EV Charging with a Home Battery: What You Need to Know

Electric vehicles and home batteries are increasingly being purchased together — and for good reason. A home battery can smooth out the EV charging load and maximise the proportion of your driving powered by solar. But the two systems also interact in ways that affect sizing and economics.

Can a home battery charge an EV?

Yes, but with caveats. A home battery typically stores 5–15 kWh and can discharge at 5–10 kW. A standard EV charger (7.2 kW) draws around 7 kW. So in theory, a battery can power an EV charger at full speed for 1–2 hours before being depleted.
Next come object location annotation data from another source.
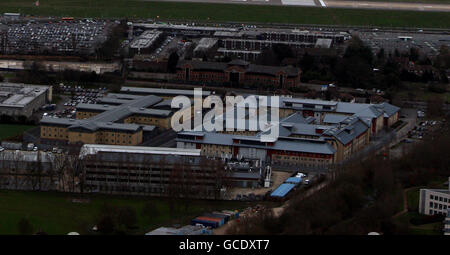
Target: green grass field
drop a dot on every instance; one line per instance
(227, 12)
(8, 130)
(55, 213)
(414, 1)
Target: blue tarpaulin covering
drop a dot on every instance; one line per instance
(293, 180)
(282, 190)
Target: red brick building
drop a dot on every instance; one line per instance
(238, 72)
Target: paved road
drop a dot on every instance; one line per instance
(388, 5)
(334, 4)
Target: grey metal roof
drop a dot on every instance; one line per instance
(362, 110)
(158, 91)
(334, 118)
(297, 118)
(353, 127)
(308, 146)
(388, 109)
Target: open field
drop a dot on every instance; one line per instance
(227, 12)
(56, 213)
(418, 91)
(414, 1)
(8, 130)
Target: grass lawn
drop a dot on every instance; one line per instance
(227, 12)
(414, 1)
(55, 213)
(8, 130)
(418, 91)
(425, 229)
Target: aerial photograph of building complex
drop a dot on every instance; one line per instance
(225, 118)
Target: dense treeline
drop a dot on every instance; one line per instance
(362, 199)
(36, 74)
(358, 67)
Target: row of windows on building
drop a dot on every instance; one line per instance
(438, 198)
(438, 206)
(433, 212)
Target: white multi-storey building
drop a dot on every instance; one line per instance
(434, 201)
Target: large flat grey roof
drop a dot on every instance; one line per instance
(308, 146)
(159, 91)
(89, 149)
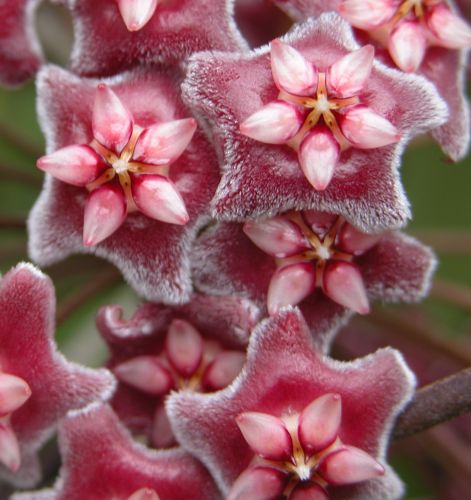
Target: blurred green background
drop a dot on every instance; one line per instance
(439, 193)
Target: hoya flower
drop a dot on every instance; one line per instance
(112, 35)
(130, 179)
(259, 179)
(425, 36)
(296, 423)
(320, 114)
(37, 385)
(313, 259)
(102, 461)
(20, 53)
(199, 346)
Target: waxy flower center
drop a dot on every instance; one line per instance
(122, 165)
(320, 106)
(322, 249)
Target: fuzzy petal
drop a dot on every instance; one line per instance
(105, 211)
(344, 284)
(184, 347)
(277, 236)
(165, 142)
(275, 123)
(27, 317)
(105, 46)
(452, 31)
(153, 256)
(407, 46)
(367, 14)
(98, 465)
(291, 71)
(348, 75)
(258, 483)
(284, 374)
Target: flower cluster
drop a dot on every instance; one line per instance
(253, 197)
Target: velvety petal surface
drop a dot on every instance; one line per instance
(20, 53)
(284, 373)
(398, 268)
(104, 46)
(227, 320)
(265, 179)
(101, 460)
(152, 255)
(27, 350)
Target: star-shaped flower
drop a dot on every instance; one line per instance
(314, 259)
(20, 53)
(199, 346)
(37, 385)
(297, 423)
(112, 35)
(101, 461)
(265, 179)
(121, 146)
(423, 36)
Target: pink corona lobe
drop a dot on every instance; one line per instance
(136, 13)
(125, 167)
(408, 27)
(322, 249)
(309, 112)
(317, 457)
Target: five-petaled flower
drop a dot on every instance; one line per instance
(199, 346)
(320, 113)
(301, 453)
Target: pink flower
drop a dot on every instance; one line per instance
(313, 259)
(199, 346)
(37, 385)
(427, 37)
(112, 35)
(101, 461)
(119, 146)
(265, 179)
(295, 417)
(319, 114)
(20, 53)
(137, 158)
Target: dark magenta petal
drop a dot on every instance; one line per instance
(27, 349)
(283, 375)
(101, 460)
(153, 256)
(176, 29)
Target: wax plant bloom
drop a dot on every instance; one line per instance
(252, 198)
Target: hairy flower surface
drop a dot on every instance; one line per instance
(112, 35)
(284, 388)
(37, 385)
(102, 461)
(264, 179)
(199, 346)
(118, 145)
(319, 114)
(424, 36)
(20, 53)
(313, 259)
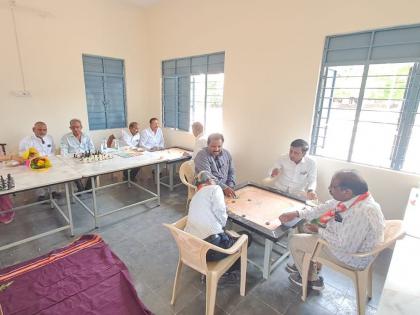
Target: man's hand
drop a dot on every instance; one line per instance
(275, 172)
(288, 216)
(312, 228)
(229, 192)
(311, 195)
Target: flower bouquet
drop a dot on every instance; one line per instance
(39, 163)
(34, 161)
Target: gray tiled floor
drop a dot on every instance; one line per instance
(139, 239)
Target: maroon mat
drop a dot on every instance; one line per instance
(85, 277)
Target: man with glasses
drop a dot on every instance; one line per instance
(295, 173)
(351, 223)
(44, 144)
(218, 162)
(39, 140)
(76, 142)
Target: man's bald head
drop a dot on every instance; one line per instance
(197, 128)
(351, 180)
(40, 129)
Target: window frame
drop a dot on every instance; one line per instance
(409, 108)
(177, 77)
(106, 75)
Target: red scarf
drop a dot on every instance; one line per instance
(341, 207)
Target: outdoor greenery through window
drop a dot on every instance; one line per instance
(192, 90)
(367, 107)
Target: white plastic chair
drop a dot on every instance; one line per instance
(192, 252)
(362, 279)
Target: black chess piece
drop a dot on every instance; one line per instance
(3, 185)
(10, 181)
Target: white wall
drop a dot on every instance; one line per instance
(52, 49)
(273, 54)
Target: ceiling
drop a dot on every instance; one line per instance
(142, 3)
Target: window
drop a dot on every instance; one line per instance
(192, 90)
(367, 108)
(105, 92)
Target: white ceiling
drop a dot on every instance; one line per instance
(142, 3)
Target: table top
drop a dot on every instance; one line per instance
(26, 178)
(117, 163)
(174, 154)
(258, 207)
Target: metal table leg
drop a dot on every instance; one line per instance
(95, 206)
(158, 182)
(267, 258)
(66, 187)
(171, 176)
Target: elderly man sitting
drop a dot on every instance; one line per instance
(351, 223)
(207, 218)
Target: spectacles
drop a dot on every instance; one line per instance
(338, 217)
(218, 163)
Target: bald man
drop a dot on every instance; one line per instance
(352, 222)
(39, 140)
(44, 144)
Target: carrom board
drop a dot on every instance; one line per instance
(258, 208)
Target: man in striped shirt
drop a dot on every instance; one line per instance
(351, 223)
(218, 161)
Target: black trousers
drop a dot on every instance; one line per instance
(133, 173)
(224, 240)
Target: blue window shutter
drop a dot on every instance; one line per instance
(176, 85)
(184, 103)
(170, 102)
(95, 101)
(105, 92)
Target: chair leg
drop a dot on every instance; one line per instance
(361, 287)
(211, 290)
(244, 263)
(305, 273)
(370, 282)
(176, 282)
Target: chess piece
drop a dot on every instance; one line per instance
(3, 185)
(10, 182)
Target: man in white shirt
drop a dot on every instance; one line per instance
(200, 139)
(77, 142)
(39, 140)
(351, 223)
(152, 138)
(207, 217)
(44, 144)
(131, 138)
(295, 173)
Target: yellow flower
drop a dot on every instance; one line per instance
(30, 153)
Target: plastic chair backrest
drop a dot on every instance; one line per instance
(186, 174)
(192, 250)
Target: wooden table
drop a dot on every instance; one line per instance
(257, 209)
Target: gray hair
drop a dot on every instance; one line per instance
(75, 120)
(203, 177)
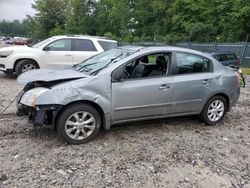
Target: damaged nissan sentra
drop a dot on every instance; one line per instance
(127, 84)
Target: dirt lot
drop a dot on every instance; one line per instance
(176, 152)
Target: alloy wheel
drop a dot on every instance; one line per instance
(80, 125)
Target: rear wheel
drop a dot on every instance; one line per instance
(78, 124)
(214, 110)
(24, 66)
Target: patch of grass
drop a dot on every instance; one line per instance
(246, 71)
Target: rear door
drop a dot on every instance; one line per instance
(142, 97)
(83, 49)
(192, 82)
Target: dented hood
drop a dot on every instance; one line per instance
(48, 75)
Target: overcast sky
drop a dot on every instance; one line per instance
(15, 9)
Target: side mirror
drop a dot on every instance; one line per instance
(46, 48)
(117, 75)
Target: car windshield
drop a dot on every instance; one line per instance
(37, 45)
(96, 63)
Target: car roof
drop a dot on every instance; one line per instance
(83, 37)
(216, 52)
(143, 49)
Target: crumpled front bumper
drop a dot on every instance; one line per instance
(40, 115)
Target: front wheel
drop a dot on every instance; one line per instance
(24, 66)
(78, 124)
(214, 110)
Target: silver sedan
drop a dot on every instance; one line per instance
(128, 84)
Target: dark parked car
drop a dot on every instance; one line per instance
(226, 58)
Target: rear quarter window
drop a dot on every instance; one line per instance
(221, 57)
(232, 57)
(106, 45)
(190, 63)
(84, 45)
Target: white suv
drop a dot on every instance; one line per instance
(54, 52)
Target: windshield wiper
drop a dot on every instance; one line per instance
(96, 71)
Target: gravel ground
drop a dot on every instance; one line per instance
(176, 152)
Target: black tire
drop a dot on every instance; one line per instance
(67, 113)
(204, 114)
(19, 69)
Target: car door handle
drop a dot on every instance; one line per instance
(207, 81)
(164, 86)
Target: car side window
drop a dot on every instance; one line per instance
(231, 57)
(106, 45)
(189, 63)
(84, 45)
(148, 66)
(60, 45)
(221, 57)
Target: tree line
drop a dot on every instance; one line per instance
(138, 20)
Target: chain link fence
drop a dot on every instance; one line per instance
(241, 49)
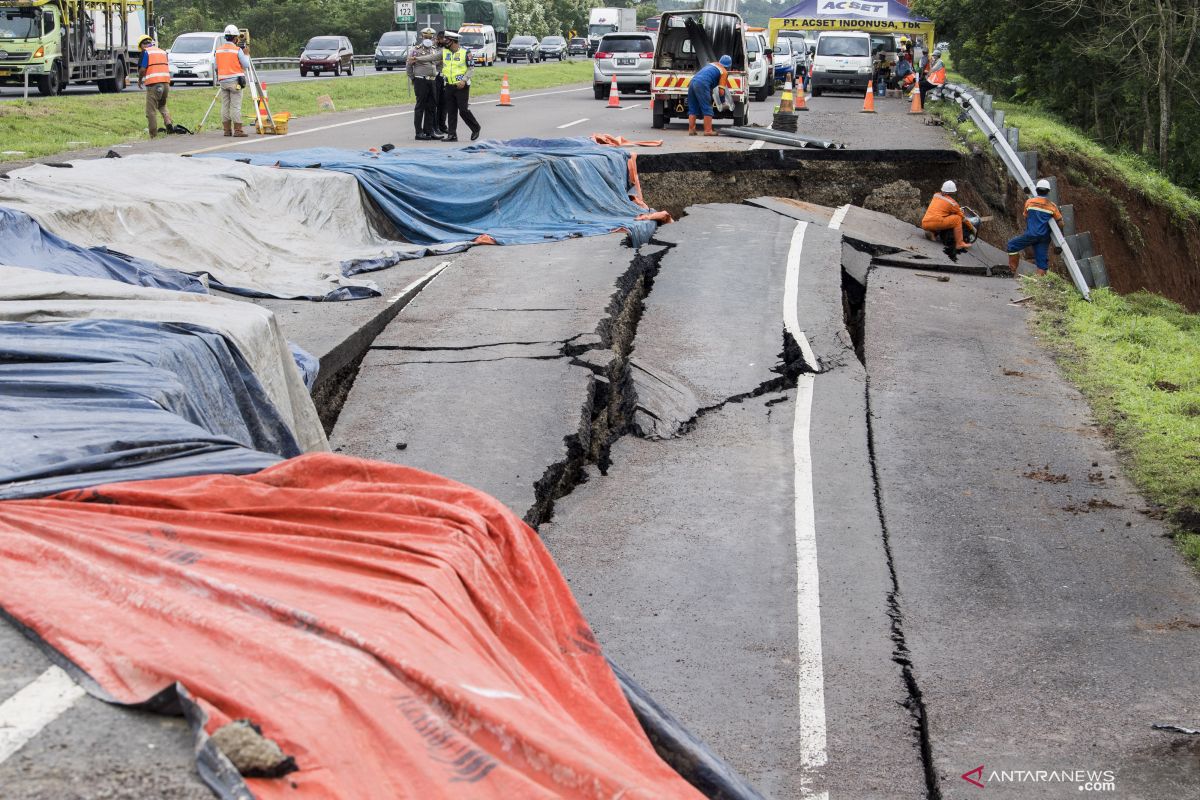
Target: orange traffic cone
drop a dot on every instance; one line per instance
(869, 101)
(916, 108)
(505, 98)
(613, 95)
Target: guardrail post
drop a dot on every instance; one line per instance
(1068, 220)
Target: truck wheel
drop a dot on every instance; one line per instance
(51, 83)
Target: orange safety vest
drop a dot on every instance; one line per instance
(943, 211)
(156, 66)
(228, 65)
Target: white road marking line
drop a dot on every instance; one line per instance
(36, 705)
(792, 293)
(810, 671)
(366, 119)
(421, 281)
(839, 216)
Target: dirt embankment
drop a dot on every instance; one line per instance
(1144, 245)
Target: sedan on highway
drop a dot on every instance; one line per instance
(327, 54)
(522, 48)
(627, 55)
(552, 47)
(391, 49)
(192, 58)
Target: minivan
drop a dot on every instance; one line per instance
(479, 41)
(843, 61)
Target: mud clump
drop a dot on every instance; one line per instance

In practice, you'd want a much larger battery if you're planning to charge a full EV overnight from battery alone. A typical EV uses 15–20 kWh per 100 km; daily commuters who drive 40 km need roughly 6–8 kWh per night.

Solar charging for your EV

The more financially compelling use case is solar-direct EV charging: using surplus solar generated during the day to charge your EV. If you're home during the day or can schedule EV charging for midday, you can often charge from solar without a battery at all.

Where a battery helps: if you're not home during the day, a battery can accumulate the daytime solar surplus and then dispatch it for EV charging in the evening when you plug in.

How much does EV charging add to your battery size?

Each kilometre of EV travel you want to power from solar adds roughly 0.15–0.20 kWh to your battery requirement (accounting for round-trip battery efficiency of ~90% and EV charging efficiency of ~90%).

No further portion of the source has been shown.